Джим Лаусон умер и был погребен, а мы, его товарищи по судну, сидели в кофейне «Прекрасная Циренетта» в Буэнос-Айресе и пили пиво, поминая покойного. Я должен был бы прибавить к его имени величайший и почтеннейший титул и сказать: «моряк Джим Лаусон». Те, кто при жизни назывались просто Джонсонами, Эриксонами и т. д., после смерти всегда именуются полным титулом.
И вот, теперь он лежал, зарытый в чужую землю, с пятью футами песка над крышкой деревянного гроба, а мы пили пиво и поминали его.
Никто не знал, где он родился, — да разве это не все равно? Он говорил по-английски, как американец, по-немецки, как датчанин, отчаянно коверкал норвежский и, хоть не мог бы сдать экзамена по романским языкам, однако умел об'яснятъся и на них, а это, согласитесь сами, больше, чем знают многие, обладающие школьными аттестатами.
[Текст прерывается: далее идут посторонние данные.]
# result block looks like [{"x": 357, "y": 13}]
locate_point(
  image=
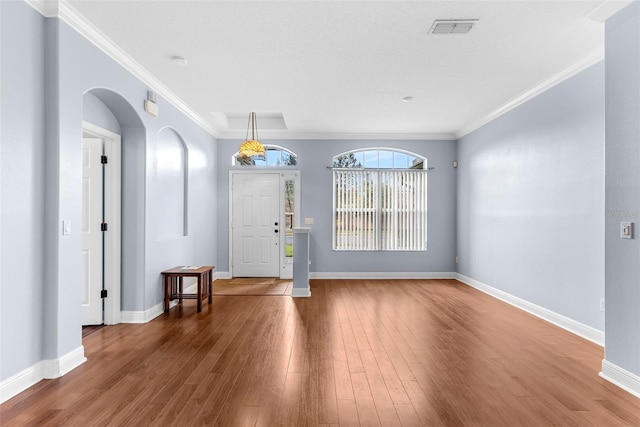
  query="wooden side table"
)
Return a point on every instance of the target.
[{"x": 173, "y": 284}]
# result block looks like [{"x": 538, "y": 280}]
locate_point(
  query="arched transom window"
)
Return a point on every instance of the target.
[
  {"x": 273, "y": 156},
  {"x": 379, "y": 201}
]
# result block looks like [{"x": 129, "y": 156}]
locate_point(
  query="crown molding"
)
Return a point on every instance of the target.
[
  {"x": 606, "y": 9},
  {"x": 46, "y": 8},
  {"x": 63, "y": 10},
  {"x": 267, "y": 135},
  {"x": 67, "y": 13},
  {"x": 534, "y": 91}
]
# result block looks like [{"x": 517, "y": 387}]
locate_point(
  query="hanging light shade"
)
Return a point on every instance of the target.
[{"x": 251, "y": 147}]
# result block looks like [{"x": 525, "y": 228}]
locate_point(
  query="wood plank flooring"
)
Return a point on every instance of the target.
[
  {"x": 252, "y": 286},
  {"x": 367, "y": 352}
]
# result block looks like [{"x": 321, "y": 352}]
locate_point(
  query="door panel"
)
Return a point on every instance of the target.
[
  {"x": 255, "y": 238},
  {"x": 92, "y": 214}
]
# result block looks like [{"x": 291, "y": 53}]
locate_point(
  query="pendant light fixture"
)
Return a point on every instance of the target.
[{"x": 251, "y": 147}]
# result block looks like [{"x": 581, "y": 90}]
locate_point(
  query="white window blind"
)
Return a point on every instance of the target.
[{"x": 380, "y": 210}]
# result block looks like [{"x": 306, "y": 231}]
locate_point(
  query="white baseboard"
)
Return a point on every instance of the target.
[
  {"x": 620, "y": 377},
  {"x": 153, "y": 312},
  {"x": 587, "y": 332},
  {"x": 381, "y": 275},
  {"x": 222, "y": 275},
  {"x": 44, "y": 369},
  {"x": 300, "y": 292}
]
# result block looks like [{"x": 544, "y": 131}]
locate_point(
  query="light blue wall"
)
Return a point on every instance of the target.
[
  {"x": 47, "y": 69},
  {"x": 531, "y": 200},
  {"x": 622, "y": 38},
  {"x": 316, "y": 202},
  {"x": 22, "y": 191},
  {"x": 96, "y": 112}
]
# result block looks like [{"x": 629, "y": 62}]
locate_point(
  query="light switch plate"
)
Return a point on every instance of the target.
[{"x": 626, "y": 230}]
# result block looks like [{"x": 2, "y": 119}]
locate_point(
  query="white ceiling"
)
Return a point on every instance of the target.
[{"x": 341, "y": 68}]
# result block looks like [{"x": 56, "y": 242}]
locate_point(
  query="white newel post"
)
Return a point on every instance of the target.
[{"x": 301, "y": 262}]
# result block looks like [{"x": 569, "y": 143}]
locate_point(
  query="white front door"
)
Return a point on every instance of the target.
[
  {"x": 255, "y": 224},
  {"x": 92, "y": 218}
]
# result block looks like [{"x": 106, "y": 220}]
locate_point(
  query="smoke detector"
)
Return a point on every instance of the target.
[{"x": 452, "y": 26}]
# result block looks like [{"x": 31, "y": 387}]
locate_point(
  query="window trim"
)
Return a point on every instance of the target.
[
  {"x": 234, "y": 162},
  {"x": 417, "y": 216}
]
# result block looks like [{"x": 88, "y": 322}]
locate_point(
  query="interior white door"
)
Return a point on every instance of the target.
[
  {"x": 255, "y": 225},
  {"x": 92, "y": 218}
]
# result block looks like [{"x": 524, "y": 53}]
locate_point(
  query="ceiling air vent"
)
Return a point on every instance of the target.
[{"x": 452, "y": 26}]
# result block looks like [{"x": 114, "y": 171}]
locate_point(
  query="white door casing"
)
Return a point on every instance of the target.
[
  {"x": 92, "y": 202},
  {"x": 255, "y": 224}
]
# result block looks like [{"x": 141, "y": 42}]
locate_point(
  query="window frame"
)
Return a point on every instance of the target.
[
  {"x": 370, "y": 209},
  {"x": 267, "y": 147}
]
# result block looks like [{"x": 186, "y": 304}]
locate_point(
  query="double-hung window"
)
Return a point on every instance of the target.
[{"x": 380, "y": 201}]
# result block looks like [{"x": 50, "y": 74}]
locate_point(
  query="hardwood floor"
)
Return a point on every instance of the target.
[
  {"x": 369, "y": 352},
  {"x": 252, "y": 286}
]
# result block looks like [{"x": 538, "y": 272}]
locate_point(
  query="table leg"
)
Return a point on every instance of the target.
[
  {"x": 166, "y": 294},
  {"x": 199, "y": 297}
]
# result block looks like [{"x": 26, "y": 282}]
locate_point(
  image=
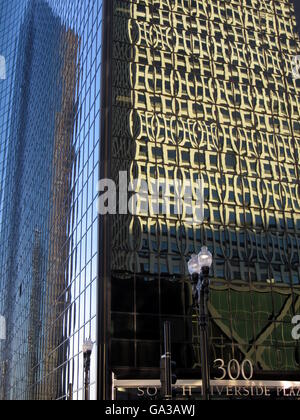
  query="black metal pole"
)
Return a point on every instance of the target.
[{"x": 203, "y": 295}]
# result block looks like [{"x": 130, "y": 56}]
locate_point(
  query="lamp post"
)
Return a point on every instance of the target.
[
  {"x": 87, "y": 349},
  {"x": 199, "y": 266}
]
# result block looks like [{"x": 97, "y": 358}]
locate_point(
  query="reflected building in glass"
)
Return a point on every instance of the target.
[
  {"x": 50, "y": 113},
  {"x": 186, "y": 89}
]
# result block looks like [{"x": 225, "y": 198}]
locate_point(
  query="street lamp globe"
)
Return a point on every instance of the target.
[
  {"x": 205, "y": 258},
  {"x": 193, "y": 265},
  {"x": 87, "y": 346}
]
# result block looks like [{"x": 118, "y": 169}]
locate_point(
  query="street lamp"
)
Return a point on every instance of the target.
[
  {"x": 87, "y": 349},
  {"x": 199, "y": 266}
]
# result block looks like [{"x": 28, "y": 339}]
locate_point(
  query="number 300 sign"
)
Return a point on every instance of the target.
[{"x": 234, "y": 370}]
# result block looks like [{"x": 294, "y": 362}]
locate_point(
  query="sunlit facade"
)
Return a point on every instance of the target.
[
  {"x": 206, "y": 87},
  {"x": 50, "y": 123},
  {"x": 175, "y": 89}
]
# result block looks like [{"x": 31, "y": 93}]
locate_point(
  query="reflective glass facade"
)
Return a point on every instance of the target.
[
  {"x": 206, "y": 87},
  {"x": 50, "y": 123},
  {"x": 187, "y": 88}
]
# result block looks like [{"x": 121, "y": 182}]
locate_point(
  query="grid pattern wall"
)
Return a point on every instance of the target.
[
  {"x": 50, "y": 120},
  {"x": 206, "y": 88}
]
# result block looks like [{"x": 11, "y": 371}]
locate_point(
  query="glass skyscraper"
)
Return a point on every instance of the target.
[{"x": 187, "y": 89}]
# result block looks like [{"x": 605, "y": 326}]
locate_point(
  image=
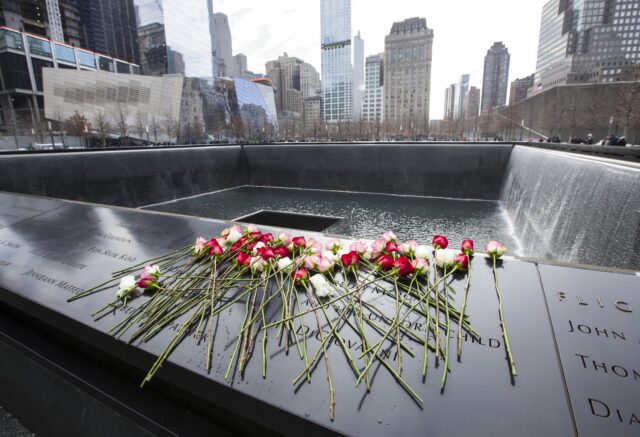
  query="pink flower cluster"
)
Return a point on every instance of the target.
[{"x": 302, "y": 257}]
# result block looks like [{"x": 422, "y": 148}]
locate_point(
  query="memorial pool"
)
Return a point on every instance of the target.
[{"x": 362, "y": 215}]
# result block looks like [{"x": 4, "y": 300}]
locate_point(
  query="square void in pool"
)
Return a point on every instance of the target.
[
  {"x": 307, "y": 222},
  {"x": 363, "y": 215}
]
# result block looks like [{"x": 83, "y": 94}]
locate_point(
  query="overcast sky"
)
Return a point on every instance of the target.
[{"x": 463, "y": 32}]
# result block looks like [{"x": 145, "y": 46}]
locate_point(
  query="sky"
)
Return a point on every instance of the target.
[{"x": 463, "y": 32}]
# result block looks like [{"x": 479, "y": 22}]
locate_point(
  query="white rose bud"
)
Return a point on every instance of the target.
[
  {"x": 422, "y": 251},
  {"x": 127, "y": 285},
  {"x": 284, "y": 264},
  {"x": 321, "y": 285},
  {"x": 445, "y": 258},
  {"x": 233, "y": 236}
]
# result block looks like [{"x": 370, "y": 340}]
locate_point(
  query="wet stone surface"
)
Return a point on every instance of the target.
[{"x": 76, "y": 246}]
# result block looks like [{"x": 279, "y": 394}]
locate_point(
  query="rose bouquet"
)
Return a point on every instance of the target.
[{"x": 280, "y": 280}]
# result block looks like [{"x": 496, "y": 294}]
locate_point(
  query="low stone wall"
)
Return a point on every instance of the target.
[
  {"x": 123, "y": 177},
  {"x": 146, "y": 176},
  {"x": 466, "y": 171}
]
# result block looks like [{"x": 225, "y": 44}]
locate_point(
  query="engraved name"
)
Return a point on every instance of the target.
[
  {"x": 111, "y": 254},
  {"x": 609, "y": 369},
  {"x": 599, "y": 332},
  {"x": 64, "y": 285},
  {"x": 9, "y": 243},
  {"x": 606, "y": 411},
  {"x": 58, "y": 259},
  {"x": 620, "y": 305},
  {"x": 115, "y": 238}
]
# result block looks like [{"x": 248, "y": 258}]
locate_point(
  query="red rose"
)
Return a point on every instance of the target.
[
  {"x": 391, "y": 247},
  {"x": 282, "y": 252},
  {"x": 404, "y": 266},
  {"x": 462, "y": 261},
  {"x": 385, "y": 262},
  {"x": 300, "y": 276},
  {"x": 238, "y": 244},
  {"x": 145, "y": 281},
  {"x": 349, "y": 259},
  {"x": 243, "y": 259},
  {"x": 299, "y": 241},
  {"x": 265, "y": 238},
  {"x": 214, "y": 248},
  {"x": 440, "y": 242},
  {"x": 266, "y": 253},
  {"x": 467, "y": 247}
]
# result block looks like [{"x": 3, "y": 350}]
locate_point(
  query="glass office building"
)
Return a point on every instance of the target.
[
  {"x": 22, "y": 58},
  {"x": 337, "y": 72},
  {"x": 174, "y": 37},
  {"x": 588, "y": 41}
]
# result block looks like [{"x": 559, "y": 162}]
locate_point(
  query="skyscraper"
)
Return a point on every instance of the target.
[
  {"x": 496, "y": 77},
  {"x": 358, "y": 76},
  {"x": 174, "y": 37},
  {"x": 462, "y": 87},
  {"x": 449, "y": 100},
  {"x": 110, "y": 27},
  {"x": 335, "y": 40},
  {"x": 214, "y": 39},
  {"x": 407, "y": 74},
  {"x": 519, "y": 87},
  {"x": 587, "y": 41},
  {"x": 240, "y": 61},
  {"x": 224, "y": 50},
  {"x": 373, "y": 105},
  {"x": 294, "y": 80},
  {"x": 471, "y": 103}
]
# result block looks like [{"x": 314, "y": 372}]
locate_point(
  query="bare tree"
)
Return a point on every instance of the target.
[
  {"x": 170, "y": 127},
  {"x": 198, "y": 130},
  {"x": 122, "y": 116},
  {"x": 77, "y": 125},
  {"x": 140, "y": 124},
  {"x": 103, "y": 126}
]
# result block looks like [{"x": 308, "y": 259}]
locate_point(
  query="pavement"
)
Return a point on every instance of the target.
[{"x": 10, "y": 427}]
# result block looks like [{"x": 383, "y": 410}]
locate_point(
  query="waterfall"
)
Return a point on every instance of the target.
[{"x": 574, "y": 208}]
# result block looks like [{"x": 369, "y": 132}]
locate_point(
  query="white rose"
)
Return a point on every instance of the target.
[
  {"x": 445, "y": 258},
  {"x": 422, "y": 251},
  {"x": 260, "y": 245},
  {"x": 233, "y": 236},
  {"x": 321, "y": 285},
  {"x": 284, "y": 264},
  {"x": 127, "y": 285}
]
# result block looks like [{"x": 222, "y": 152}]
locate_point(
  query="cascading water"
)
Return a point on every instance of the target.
[{"x": 573, "y": 208}]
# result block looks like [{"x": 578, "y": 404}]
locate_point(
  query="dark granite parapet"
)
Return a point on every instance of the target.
[
  {"x": 146, "y": 176},
  {"x": 58, "y": 252},
  {"x": 463, "y": 171},
  {"x": 125, "y": 178}
]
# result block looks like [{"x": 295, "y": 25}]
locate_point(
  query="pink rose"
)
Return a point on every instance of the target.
[
  {"x": 385, "y": 262},
  {"x": 404, "y": 266},
  {"x": 350, "y": 259},
  {"x": 440, "y": 242},
  {"x": 420, "y": 265},
  {"x": 358, "y": 247},
  {"x": 462, "y": 261},
  {"x": 467, "y": 247},
  {"x": 300, "y": 276}
]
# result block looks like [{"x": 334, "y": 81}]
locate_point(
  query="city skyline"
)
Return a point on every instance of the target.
[{"x": 295, "y": 29}]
Он был из тех людей, которые принадлежат всему миру, а потому не имеют определенной родины. Он знал Лондон так же хорошо, как Гавр, и сам был известен в Сан-Франциско так же, как в Мельбурне, Нью-Йорке или Роттердаме.
Он был одним из тех тихих людей, которые делают дело, пока другие разговаривают; успевают сделать два дела, пока другие возятся с одним; не дожидаясь приказания, зашивают порванные паруса; в минуту опасности оказываются на самом ответственном месте; наблюдают за канатом, когда поднимают якорь, и работают насосом, когда требует необходимость.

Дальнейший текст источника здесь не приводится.